Pour prolonger ces questionnements, nous pouvons nous intéresser sur le projet de logements Bruneseau dans le 3e arrondissement, par l’architecte Nicolas Raymond. Réalisé en 2021 et lauréat de l’équerre d’argent, dans la catégorie habitat en 2022, le projet prend la forme de 100 logements sociaux répartie sur deux plots d’une quinzaine d’étages. Son plan d’étage courant révèle une partie centrale comprenant la circulation commune ainsi que les salles d’eau. Par son organisation, le projet met en avant sa réversibilité entre logements et bureaux, offrant un nouveau type d’architecture biprogrammatique, dont le plan nous rappellera les exemples cités précédemment.
Avec cet exemple, l’intérêt n’est plus de se demander si le type du bureau est la trame parfaite d’une architecture universelle, mais plutôt de questionner la qualité architecturale proposée, pour chacun des programmes possibles.
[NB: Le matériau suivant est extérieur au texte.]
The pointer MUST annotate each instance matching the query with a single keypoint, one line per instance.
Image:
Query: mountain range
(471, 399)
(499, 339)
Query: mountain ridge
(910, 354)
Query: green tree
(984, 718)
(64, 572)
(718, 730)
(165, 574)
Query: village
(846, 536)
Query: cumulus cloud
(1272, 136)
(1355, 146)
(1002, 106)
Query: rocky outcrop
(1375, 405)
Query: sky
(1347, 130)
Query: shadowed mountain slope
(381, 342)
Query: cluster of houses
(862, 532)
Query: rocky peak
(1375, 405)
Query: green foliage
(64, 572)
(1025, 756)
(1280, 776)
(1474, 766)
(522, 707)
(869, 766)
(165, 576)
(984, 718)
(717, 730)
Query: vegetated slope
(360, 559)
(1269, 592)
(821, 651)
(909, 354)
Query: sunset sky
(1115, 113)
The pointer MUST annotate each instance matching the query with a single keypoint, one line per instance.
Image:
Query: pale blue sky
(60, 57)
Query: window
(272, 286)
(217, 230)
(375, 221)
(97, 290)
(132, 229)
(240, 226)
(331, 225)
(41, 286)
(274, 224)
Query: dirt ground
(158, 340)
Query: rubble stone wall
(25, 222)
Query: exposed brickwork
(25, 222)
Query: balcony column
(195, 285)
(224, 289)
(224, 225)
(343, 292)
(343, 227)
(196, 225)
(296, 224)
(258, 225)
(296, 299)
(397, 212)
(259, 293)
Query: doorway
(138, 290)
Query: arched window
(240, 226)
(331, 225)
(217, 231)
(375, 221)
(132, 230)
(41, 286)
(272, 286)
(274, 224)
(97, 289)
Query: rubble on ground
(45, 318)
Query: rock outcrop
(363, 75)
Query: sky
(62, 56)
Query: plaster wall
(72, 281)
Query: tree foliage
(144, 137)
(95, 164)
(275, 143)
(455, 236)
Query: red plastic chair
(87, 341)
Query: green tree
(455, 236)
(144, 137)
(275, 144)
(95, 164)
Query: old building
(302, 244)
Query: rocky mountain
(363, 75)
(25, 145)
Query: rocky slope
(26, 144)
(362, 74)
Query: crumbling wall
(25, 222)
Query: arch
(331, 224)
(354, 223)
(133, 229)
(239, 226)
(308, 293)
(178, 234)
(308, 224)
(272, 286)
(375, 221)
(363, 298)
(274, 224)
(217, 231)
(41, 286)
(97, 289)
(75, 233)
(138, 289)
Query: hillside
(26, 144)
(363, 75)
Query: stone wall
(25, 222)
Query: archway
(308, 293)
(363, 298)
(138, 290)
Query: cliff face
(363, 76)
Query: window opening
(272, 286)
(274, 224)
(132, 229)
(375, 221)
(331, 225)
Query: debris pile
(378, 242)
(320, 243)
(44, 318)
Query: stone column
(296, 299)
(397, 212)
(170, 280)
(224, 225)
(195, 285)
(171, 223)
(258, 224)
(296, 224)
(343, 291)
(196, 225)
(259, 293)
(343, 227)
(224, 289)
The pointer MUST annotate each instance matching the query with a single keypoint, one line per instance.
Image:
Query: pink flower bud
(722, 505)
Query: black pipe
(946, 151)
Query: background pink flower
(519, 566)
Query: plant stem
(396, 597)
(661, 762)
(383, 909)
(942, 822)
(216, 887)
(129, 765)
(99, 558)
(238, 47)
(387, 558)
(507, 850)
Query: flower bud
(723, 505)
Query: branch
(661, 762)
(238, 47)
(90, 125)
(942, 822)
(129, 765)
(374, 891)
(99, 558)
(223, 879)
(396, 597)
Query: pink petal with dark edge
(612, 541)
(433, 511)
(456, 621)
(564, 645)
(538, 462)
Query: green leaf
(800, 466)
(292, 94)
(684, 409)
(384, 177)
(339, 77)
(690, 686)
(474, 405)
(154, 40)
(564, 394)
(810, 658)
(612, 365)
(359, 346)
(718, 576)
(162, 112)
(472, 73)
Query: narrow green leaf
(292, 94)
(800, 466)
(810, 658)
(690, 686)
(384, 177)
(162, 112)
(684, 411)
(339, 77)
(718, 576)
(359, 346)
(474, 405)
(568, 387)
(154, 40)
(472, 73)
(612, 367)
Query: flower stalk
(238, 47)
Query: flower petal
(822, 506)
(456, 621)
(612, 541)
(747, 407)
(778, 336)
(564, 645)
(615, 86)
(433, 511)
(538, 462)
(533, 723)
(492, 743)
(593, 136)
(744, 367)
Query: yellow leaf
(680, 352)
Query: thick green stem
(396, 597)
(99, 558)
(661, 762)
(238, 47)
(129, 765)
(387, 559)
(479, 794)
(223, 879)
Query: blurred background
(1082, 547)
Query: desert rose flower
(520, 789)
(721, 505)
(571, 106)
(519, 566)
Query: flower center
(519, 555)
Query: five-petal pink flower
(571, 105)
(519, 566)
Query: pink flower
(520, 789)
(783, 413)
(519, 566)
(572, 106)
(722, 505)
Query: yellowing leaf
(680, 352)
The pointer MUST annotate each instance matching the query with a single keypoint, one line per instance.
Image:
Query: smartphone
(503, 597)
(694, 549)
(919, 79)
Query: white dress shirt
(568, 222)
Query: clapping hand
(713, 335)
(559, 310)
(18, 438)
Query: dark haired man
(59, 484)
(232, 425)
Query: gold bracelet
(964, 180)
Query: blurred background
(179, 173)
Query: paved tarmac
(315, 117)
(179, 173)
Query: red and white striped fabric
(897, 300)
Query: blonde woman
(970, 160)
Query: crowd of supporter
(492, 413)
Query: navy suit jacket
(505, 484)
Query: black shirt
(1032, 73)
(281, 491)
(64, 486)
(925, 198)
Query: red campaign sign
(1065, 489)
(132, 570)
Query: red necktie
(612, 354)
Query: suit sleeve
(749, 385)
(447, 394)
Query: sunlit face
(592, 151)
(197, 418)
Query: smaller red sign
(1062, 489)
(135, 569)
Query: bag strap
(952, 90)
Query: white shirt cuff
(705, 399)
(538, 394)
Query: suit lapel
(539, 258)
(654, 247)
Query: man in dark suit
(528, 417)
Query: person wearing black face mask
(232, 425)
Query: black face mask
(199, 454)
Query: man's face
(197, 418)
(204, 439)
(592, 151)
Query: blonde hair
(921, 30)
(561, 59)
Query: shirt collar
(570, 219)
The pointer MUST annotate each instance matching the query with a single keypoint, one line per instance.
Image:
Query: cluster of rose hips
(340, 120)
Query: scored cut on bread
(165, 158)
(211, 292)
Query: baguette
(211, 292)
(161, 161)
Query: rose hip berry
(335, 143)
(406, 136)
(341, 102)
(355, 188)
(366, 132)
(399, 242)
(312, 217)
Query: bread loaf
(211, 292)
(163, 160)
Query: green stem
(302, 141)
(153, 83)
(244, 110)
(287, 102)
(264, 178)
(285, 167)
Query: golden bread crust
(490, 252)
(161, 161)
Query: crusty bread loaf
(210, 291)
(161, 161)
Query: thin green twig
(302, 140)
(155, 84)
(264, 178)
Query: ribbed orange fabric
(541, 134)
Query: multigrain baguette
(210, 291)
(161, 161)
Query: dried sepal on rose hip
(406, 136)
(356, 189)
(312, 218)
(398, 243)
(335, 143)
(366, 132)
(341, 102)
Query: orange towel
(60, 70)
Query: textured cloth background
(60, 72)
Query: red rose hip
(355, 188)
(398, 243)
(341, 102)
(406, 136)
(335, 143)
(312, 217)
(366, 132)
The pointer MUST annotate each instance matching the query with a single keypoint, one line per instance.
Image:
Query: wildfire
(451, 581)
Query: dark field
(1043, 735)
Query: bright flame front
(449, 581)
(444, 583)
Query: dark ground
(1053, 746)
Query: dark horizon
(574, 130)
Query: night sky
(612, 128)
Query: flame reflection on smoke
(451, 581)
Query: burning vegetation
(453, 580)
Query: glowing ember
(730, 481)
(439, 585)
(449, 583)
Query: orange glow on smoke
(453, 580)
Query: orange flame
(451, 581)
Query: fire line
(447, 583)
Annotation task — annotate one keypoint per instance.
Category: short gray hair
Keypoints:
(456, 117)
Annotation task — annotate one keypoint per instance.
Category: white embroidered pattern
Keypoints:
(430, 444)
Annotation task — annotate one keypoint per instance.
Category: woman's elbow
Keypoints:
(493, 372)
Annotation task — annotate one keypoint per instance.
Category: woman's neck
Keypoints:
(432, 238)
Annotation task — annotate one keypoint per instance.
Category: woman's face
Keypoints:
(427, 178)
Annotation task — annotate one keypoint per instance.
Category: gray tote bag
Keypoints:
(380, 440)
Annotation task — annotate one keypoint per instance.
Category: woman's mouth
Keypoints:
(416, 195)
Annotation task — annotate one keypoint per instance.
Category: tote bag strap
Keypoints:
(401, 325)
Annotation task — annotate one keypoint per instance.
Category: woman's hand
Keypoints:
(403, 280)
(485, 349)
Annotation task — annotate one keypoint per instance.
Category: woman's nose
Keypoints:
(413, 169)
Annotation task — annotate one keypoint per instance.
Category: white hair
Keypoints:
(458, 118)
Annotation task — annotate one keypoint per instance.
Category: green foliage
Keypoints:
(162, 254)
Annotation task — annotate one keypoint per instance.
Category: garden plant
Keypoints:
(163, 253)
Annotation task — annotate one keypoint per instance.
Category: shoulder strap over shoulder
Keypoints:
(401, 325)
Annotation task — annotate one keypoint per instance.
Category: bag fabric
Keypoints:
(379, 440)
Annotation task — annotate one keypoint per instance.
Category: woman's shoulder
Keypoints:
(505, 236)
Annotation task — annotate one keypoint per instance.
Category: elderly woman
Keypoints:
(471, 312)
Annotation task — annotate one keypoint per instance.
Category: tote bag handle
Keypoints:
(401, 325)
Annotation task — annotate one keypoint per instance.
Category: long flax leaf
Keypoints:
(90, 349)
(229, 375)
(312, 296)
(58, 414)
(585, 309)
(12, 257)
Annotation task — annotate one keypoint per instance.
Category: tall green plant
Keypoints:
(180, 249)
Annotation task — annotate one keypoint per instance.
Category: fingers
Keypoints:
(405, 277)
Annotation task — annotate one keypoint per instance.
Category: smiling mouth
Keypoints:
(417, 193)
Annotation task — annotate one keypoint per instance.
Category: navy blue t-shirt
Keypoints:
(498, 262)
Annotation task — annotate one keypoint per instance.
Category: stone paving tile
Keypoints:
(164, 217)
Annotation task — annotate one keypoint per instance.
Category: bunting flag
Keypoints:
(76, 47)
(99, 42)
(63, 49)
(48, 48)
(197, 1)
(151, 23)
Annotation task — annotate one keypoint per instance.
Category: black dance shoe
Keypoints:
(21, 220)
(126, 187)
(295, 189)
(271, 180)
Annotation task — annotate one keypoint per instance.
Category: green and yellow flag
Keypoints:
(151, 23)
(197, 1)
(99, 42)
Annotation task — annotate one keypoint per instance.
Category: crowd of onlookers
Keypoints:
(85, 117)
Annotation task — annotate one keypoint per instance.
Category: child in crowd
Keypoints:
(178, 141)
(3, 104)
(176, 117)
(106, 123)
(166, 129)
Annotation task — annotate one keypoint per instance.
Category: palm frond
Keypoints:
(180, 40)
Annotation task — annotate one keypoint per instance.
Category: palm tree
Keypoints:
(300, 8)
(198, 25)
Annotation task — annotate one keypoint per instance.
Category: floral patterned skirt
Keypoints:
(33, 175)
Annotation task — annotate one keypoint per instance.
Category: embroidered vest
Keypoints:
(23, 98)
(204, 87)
En remettant au cœur du débat le type architectural, cela nous permet de remettre au cœur du débat son utilisation et son usager. Si des projets tels que les logements Bruneseau offre une qualité de logement certaine, à la manière d’un immeuble de bureau de SOM, il nous faut doubler d’attention sur les possibles dérives d’un type architectural en prise au marché immobilier et ceux qui en subiront les conséquences.